Вернулся Джайни домой и узнал: работать теперь можно меньше, еды много и вместо лохмотьев приготовлена ему крепкая одежда. И всем другим трудовым людям тоже сразу стало легче жить.
«Какого же врага разорвало ядро?» — думал Джайни.
А потом услышал от людей: прилетел какой-то огненный шар во дворец к великому шаху и убил наповал и шаха, и всех его помощников-визирей. А управлять страной стали простые люди…
Капитан выпустил струйку ароматного дыма из трубки и спросил мальчика:
— Уразумел?
Ваня кивнул.

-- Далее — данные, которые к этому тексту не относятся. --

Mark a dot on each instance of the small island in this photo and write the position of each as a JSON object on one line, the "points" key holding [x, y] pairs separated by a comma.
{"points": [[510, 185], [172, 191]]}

Но на самом деле он понял только, что Николай Федотович — хороший, умный человек. И хоть из господ, но заступается за рабочих.
Через неделю Ваня, как обычно, пришел на берег. Напрасно до самого заката ждал он Николая Федотовича. Тот не явился.
«Поди, дела срочные, а может, захворал», — подумал Ваня.
В следующее воскресенье капитан опять не пришел.
…Наступила осень, а вскоре ударили и морозы. На море больше ходить было нечего.
Ваня по-прежнему работал в торпедных мастерских. Он уже ловко владел инструментами и упрямо стремился стать хорошим слесарем, таким же умелым и сноровистым, как его соседи по цеху.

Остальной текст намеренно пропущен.